Non è la prima volta che viene adombrata anche l’attività della magistratura palermitana. Già il Giudice Paolo Borsellino, preferendo incontrare in segreto gli ufficiali del Ros in caserma anziché al Palazzo di Giustizia, aveva mostrato una certa diffidenza nei confronti dei suoi stessi colleghi. A gettare di recente ombre su quanto accadesse alla sezione misure di prevenzione del Tribunale di Palermo, era stato il programma Le Iene sul caso dell’ex giudice Silvana Saguto, radiata definitivamente dalla magistratura a seguito dell’inchiesta sui beni confiscati alla mafia e quelle che il giornalista Pino Maniaci – direttore di Telejato – ha ritenuto come conseguenze dell’aver affrontato per primo la questione delle consulenze degli amministratori giudiziari. Il servizio de Le Iene si chiudeva con l’ultima intercettazione della Saguto: “Loro ci stanno lavorando, me lo hanno assicurato. Lo Voi (il Capo della Procura, che stava indagando su Pino Maniaci) mi ha detto: Prenditi i calmanti e statti quieta, non c’è bisogno di fare niente con Maniaci, stai tranquilla”.
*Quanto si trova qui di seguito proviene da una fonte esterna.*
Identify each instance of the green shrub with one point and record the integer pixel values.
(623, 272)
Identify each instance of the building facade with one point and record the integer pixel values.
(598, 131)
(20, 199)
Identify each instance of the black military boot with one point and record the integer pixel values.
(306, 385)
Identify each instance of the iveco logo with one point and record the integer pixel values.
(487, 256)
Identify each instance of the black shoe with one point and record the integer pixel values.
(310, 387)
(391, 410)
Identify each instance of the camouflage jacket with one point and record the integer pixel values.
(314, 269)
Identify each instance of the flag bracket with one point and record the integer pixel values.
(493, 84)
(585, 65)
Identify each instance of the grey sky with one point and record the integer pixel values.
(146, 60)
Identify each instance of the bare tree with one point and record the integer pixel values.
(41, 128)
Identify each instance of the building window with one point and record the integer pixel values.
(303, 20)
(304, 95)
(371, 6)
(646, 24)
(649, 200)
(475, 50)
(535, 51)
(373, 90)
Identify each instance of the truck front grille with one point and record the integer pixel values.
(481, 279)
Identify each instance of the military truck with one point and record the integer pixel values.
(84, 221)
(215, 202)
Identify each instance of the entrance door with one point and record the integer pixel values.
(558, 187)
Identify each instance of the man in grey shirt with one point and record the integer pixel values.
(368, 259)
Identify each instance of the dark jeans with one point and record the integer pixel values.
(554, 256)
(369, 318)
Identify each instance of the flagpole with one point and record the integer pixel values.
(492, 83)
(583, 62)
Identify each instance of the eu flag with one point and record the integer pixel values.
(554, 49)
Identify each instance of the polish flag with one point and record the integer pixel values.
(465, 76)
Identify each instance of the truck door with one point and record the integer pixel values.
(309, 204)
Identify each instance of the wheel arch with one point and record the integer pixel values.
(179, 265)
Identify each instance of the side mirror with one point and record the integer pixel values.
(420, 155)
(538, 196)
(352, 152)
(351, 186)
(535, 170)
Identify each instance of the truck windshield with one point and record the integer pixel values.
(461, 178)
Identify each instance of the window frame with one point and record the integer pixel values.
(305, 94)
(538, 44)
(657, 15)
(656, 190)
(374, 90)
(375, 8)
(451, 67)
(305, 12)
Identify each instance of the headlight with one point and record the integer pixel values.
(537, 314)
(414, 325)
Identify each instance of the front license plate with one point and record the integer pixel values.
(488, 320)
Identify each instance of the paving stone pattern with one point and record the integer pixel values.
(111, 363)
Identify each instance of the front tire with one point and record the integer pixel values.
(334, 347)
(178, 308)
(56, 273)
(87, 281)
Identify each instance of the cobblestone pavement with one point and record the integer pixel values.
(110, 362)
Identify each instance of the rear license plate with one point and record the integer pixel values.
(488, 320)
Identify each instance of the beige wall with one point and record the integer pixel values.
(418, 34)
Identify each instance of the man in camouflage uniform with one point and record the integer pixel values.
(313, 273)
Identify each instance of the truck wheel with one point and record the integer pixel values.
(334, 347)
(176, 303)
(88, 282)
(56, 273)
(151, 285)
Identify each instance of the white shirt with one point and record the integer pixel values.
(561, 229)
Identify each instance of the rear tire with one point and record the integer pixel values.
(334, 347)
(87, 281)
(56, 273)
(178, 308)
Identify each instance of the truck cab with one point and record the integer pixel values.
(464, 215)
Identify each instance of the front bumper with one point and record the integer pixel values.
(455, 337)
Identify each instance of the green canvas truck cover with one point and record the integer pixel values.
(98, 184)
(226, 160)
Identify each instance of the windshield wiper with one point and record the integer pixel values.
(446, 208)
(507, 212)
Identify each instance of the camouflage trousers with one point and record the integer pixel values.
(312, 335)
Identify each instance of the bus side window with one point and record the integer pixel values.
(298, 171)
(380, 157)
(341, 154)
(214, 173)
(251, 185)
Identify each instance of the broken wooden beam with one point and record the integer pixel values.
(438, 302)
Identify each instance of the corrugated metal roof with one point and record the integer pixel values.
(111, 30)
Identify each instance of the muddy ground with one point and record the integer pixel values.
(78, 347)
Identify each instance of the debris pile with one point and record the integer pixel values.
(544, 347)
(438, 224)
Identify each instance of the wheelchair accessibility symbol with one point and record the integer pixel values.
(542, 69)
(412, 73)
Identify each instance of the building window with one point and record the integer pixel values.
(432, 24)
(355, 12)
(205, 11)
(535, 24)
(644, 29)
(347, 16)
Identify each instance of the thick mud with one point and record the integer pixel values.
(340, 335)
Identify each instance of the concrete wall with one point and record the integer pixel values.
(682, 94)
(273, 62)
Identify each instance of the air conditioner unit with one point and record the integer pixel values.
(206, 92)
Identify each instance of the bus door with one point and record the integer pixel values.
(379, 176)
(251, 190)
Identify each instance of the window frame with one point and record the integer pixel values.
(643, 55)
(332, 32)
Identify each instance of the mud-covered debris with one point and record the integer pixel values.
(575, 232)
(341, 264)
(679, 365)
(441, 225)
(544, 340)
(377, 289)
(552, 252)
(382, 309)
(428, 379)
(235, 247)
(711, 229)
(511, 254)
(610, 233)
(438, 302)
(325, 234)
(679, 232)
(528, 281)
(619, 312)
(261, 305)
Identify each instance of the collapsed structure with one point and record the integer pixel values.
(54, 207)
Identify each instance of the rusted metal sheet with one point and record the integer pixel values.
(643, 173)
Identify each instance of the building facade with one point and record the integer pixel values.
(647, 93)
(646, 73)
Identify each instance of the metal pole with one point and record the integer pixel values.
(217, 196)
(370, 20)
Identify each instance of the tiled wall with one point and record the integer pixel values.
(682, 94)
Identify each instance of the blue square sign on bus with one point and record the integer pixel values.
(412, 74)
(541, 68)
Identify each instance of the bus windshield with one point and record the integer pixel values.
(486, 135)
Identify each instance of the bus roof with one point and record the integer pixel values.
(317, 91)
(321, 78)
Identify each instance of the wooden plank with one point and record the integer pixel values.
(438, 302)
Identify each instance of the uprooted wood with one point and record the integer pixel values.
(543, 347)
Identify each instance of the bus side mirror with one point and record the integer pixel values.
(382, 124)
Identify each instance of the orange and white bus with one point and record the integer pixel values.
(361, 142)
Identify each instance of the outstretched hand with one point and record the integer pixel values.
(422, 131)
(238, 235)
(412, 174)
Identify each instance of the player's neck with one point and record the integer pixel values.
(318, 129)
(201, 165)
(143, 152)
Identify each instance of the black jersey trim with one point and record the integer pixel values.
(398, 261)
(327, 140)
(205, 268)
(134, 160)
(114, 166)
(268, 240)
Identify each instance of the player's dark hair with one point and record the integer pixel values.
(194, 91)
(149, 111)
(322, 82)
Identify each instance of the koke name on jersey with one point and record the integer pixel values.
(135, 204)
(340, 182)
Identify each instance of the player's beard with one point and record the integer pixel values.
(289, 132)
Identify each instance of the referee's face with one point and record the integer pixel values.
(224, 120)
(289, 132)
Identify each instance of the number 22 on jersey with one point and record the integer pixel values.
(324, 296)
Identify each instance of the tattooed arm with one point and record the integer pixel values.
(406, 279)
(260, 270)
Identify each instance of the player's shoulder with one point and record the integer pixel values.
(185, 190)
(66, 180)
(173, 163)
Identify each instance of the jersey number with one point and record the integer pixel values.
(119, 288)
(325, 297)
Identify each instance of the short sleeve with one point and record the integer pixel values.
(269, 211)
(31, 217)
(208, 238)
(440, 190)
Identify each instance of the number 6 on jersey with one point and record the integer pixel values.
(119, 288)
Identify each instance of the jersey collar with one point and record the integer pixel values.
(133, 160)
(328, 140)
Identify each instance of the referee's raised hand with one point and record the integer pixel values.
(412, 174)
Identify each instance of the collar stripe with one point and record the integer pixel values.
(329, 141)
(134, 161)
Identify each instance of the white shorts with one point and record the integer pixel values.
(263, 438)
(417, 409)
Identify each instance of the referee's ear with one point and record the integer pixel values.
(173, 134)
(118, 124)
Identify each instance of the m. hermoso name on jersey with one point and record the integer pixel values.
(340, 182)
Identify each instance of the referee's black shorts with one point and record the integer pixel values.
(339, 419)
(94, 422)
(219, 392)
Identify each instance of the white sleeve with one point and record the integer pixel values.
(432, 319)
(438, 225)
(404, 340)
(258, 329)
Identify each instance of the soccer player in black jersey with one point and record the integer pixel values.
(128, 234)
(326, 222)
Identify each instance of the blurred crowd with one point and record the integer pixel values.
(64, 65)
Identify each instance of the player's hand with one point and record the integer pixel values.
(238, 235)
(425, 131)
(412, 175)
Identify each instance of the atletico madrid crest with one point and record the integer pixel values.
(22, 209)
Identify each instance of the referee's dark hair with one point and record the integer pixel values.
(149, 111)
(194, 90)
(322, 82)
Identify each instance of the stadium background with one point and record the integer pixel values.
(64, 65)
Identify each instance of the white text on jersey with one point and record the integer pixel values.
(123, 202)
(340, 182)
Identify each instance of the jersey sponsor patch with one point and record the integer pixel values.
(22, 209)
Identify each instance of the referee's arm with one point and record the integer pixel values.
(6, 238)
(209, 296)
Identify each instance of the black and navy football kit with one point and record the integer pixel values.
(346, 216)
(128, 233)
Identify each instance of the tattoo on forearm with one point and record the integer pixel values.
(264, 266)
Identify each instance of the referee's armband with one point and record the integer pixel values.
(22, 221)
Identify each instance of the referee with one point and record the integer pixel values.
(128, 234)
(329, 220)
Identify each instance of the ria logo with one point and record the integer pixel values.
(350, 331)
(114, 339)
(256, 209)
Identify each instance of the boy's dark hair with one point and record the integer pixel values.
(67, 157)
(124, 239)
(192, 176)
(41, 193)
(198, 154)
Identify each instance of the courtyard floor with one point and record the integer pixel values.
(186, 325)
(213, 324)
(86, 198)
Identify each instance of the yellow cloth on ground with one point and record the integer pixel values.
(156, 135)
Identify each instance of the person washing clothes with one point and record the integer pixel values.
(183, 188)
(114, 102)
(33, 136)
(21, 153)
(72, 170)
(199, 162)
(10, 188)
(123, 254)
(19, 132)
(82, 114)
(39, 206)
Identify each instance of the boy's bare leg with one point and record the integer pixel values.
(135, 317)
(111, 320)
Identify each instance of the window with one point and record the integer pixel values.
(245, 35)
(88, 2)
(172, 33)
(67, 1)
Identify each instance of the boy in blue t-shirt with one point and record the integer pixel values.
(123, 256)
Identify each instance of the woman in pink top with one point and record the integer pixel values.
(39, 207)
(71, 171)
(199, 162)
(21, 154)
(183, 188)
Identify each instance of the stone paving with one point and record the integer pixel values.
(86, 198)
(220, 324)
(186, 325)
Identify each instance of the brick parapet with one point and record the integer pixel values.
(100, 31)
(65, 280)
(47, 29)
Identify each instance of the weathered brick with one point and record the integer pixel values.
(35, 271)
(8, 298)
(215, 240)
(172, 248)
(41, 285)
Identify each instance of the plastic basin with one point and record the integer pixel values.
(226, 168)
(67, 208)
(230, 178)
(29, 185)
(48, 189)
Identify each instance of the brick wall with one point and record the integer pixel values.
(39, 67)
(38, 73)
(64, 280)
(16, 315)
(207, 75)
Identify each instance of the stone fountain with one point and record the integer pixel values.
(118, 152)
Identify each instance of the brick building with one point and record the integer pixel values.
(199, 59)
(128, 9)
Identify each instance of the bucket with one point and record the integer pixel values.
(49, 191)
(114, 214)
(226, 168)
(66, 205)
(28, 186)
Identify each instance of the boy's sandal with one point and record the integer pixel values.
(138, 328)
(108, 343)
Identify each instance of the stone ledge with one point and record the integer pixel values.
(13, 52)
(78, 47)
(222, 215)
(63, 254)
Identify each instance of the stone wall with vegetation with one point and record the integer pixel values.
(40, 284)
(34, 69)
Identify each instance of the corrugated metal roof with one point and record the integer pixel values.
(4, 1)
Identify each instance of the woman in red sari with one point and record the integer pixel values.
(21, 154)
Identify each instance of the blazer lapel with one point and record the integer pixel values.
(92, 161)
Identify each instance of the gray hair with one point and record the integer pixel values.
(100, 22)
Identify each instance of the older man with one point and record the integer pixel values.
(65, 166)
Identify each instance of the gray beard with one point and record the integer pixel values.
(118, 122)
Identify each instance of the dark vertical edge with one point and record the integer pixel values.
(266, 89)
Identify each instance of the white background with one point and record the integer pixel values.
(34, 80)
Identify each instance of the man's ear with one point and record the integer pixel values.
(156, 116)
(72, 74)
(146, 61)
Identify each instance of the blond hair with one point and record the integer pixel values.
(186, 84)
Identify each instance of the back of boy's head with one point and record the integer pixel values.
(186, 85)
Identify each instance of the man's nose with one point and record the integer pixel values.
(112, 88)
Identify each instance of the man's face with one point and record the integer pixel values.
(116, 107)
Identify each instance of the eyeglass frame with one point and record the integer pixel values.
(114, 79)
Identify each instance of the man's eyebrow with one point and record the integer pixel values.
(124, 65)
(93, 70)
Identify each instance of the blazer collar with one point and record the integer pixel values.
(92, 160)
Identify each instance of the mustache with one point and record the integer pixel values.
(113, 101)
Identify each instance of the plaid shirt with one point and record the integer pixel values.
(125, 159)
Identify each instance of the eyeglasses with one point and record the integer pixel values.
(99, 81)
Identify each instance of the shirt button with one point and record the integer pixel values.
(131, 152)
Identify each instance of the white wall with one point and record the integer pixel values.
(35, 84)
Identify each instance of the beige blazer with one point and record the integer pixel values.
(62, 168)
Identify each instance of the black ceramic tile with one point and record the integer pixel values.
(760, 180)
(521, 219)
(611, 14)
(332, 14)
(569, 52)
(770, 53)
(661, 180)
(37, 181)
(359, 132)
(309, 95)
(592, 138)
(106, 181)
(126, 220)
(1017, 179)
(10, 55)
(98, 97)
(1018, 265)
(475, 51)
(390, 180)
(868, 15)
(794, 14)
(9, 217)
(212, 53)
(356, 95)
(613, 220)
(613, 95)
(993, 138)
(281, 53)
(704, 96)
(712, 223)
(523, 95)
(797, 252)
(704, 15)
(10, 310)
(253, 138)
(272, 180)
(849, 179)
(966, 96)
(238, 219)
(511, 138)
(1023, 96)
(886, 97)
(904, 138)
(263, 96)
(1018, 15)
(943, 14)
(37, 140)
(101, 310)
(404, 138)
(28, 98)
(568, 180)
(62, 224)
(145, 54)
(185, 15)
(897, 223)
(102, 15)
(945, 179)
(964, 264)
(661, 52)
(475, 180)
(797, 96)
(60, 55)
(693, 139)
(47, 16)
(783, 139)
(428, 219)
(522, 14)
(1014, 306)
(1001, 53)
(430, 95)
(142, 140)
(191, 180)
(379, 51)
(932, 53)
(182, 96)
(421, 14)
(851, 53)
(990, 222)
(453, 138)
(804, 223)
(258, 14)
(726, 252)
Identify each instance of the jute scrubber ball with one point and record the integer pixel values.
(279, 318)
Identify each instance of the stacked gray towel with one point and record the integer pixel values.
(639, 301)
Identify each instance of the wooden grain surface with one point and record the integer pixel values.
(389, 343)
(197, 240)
“Sia chiaro – affermava il giornalista de Le Iene – l’indagine su Pino (Maniaci – ndr) è partita nel 2014, e di certo la Procura di Palermo si sarà mossa in autonomia e con valide motivazioni, e dal canto suo la Saguto potrebbe aver detto quelle cose in maniera provocatoria, oppure così, per scherzare. Certo è però, insomma, sentirle col senno del poi, fa un po’ strano, no?”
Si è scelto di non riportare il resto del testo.